Dear visitor, welcome to SPRINKLER TALK FORUM - You Got Questions, We've Got Answers. If this is your first visit here, please read the Help. It explains how this page works. You must be registered before you can use all the page's features. Please use the registration form, to register here or read more information about the registration process. If you are already registered, please login here.

Free water sprinkling



Monday, July 6th 2015, 5:30pm

Sizing the pump - need advice

I am converting my lawn sprinkler system to source water stored in a large tank (1,500 gallon) in order to get off the city water supply. The source of the water is a creek that runs through my property, and I have a small jet pump that will refill it every night.

The water tank and the irrigation pump are at the same elevation, sitting right next to each other.

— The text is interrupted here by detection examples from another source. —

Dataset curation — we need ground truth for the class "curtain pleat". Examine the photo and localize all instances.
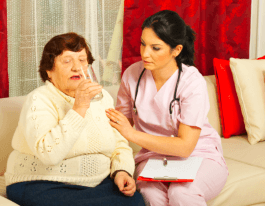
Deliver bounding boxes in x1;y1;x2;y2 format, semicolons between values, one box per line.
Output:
122;0;251;75
0;0;9;98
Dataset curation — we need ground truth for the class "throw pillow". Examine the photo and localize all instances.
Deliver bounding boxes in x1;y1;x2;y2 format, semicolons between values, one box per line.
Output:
213;58;246;138
230;58;265;144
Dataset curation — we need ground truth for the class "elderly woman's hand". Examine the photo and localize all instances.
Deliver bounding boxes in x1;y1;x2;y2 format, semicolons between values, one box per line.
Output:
73;79;102;117
114;171;136;197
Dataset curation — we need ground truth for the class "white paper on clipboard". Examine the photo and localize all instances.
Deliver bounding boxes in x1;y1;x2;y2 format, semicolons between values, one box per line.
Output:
139;157;203;179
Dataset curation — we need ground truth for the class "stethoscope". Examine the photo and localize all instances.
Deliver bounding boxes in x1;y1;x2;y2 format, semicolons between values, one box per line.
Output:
133;65;182;137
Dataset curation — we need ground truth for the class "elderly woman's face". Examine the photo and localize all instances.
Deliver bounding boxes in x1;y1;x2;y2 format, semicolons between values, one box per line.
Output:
47;49;88;97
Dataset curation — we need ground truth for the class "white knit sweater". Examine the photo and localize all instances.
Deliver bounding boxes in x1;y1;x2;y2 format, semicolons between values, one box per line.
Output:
5;81;134;187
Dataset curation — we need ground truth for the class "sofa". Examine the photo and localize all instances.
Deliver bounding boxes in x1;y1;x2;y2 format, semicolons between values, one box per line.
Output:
0;75;265;206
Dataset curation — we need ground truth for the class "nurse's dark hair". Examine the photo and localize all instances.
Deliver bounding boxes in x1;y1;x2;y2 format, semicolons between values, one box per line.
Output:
39;32;94;82
142;10;196;68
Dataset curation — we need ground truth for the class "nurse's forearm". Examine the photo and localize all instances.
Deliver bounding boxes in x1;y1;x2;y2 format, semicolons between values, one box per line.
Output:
130;131;194;157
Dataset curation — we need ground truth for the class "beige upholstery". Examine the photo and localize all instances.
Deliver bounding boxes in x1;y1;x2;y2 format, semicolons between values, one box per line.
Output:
0;75;265;206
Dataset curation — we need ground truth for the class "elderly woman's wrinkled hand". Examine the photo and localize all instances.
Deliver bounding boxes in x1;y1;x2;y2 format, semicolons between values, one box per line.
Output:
73;79;102;117
114;171;136;197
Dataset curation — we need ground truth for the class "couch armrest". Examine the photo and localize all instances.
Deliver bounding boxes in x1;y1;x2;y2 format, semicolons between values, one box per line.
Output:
0;196;18;206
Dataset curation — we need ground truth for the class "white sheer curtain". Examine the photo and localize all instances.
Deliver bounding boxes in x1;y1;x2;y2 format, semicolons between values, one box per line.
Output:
249;0;265;59
7;0;124;96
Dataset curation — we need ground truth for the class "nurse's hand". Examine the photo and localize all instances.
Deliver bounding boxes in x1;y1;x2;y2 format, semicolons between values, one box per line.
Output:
114;171;136;197
106;109;135;141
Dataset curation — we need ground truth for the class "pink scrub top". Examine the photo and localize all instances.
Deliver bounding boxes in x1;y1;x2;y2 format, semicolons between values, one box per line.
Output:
116;61;227;168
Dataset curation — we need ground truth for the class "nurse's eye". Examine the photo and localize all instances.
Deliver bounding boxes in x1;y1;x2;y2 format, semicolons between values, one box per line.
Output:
153;46;160;51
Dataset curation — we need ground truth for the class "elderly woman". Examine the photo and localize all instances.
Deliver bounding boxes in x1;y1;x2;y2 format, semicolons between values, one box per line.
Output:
5;33;144;206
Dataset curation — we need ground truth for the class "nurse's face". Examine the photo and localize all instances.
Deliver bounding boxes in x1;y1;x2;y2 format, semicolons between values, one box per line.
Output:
141;28;179;70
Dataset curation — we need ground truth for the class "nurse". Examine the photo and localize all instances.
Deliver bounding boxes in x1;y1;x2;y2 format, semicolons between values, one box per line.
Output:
106;10;228;206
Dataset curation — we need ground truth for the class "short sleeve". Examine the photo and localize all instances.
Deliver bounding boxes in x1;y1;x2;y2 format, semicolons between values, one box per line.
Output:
177;76;210;128
116;79;132;118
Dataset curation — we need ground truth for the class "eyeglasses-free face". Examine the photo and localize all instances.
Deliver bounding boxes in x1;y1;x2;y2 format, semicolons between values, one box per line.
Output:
47;49;89;97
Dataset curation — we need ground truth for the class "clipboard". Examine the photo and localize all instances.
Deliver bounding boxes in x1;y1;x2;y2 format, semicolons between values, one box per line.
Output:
137;157;203;182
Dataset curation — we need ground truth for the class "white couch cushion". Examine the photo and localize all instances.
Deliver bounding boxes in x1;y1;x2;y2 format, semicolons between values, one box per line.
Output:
230;58;265;144
221;135;265;169
208;158;265;206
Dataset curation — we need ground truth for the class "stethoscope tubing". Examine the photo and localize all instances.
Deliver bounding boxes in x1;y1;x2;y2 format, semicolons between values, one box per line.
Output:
133;65;182;118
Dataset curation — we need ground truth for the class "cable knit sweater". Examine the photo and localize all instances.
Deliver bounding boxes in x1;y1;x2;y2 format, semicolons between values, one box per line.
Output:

There is a 220 outlet right there as well, as is the sprinkler system inlet.

The largest and furthest away zone in the system has 6 3gpm semi-circle rotating heads. The heads are about 100 feet from the pump, and about 10 feet uphill. The input to the system is restricted to one inch, which is a slight downsize from the outlet on the pumps I'm looking at (Utilitech or Wayne 2 or 1 1/2 hp).

A couple questions; which is the ideal size pump for this application, 1 1/2 or 2 HP? I tested the system using the jet pump with no suction lift, and at 1/2 HP it could only generate enough volume to make 3 of the 6 the heads piddle.

Also, the larger pumps do not have a pressure switch. I have read that I will need a pressure tank as well to avoid over-cycling, and the jet pump did do that when I tested the system (it cycled rapidly at the end of the zone timer for a few seconds). Is there another way to do this without a pressure tank? I have seen an automatic pressure swicth that says it eliminates the need to use a pressure tank.

I'm a novice at this so please be gentle. I think my application here is pretty typical, and I want to avoid oversizing it and spending too much money on things or HP I don't need yet ensure I can get good pressure to run my sprinklers


Supreme Member

Posts: 5,124

Location: Metro NYC


Tuesday, July 7th 2015, 8:55am

A good 1 HP jet pump should work for you, and you might get by with less, depending on what flow and pressure your zones are running at.

You should run your existing zones, and record flow and pressure numbers for each one.

Free water sprinkling



Friday, July 10th 2015, 9:26am

I measured the static pressure on the mainline for the irrigation system on a hose bib installed Immediately upstream from the back flow prevention unit. I got 110 psi. I re-measured it on a sprinkler head I put on a threaded riser on a major line and got 60 psi. The pressure gauge is reduce from 1 inch to 1/4 inch in the span of about 3 inches, in case that matters.

Side note, the vent on the dual back flow prevention unit is now spewing water when I turned the valves to it on. It wasn't doing that the other day. The unit is brand was just installed as this last winter blew out the old one. The pressure sounds pretty high, and there is nothing, absolutely nothing, but about 100 feet of 1 inch pipe between the water meter and the back flow valves and the rest of the irrigation system. But I digress.

So, my biggest line has 7 pop up heads of the rotating Toro Super 700 and Rain Bird 5000 type, I'm guessing 3 gpm each. They require a minimum of 25 psi to work.

I tested the "new" system with a 1/2 horse jet pump, and it would not produce enough to pressure to make 4 of them pop up, and the remaining 3 sprayed very weakly.

You think a 1 hp jet pump would do it? Why not a 1.5 or 2 hp centrifugal? Just curious.

Also, which brand would you consider to be a "good" one?


Supreme Member

Posts: 5,124

Location: Metro NYC


Friday, July 10th 2015, 12:07pm

Jet pumps put out higher pressure than centrifugal pumps. Their performance curves match up better with lawn sprinkler requirements. A one HP jet pump will use less electricity than a centrifugal pump that has a larger motor.

While there is no question that a 3/4 HP Goulds J7S jet pump could supply 6 standard 3 gpm heads at 25-30 psi, the fit for you depends on how you designed and plumbed the system. Long runs of undersized pipe means the supply pressure has to be higher. It is up to you to determine the proper fit by doing more than just taking a pressure reading while water is leaking from the plumbing.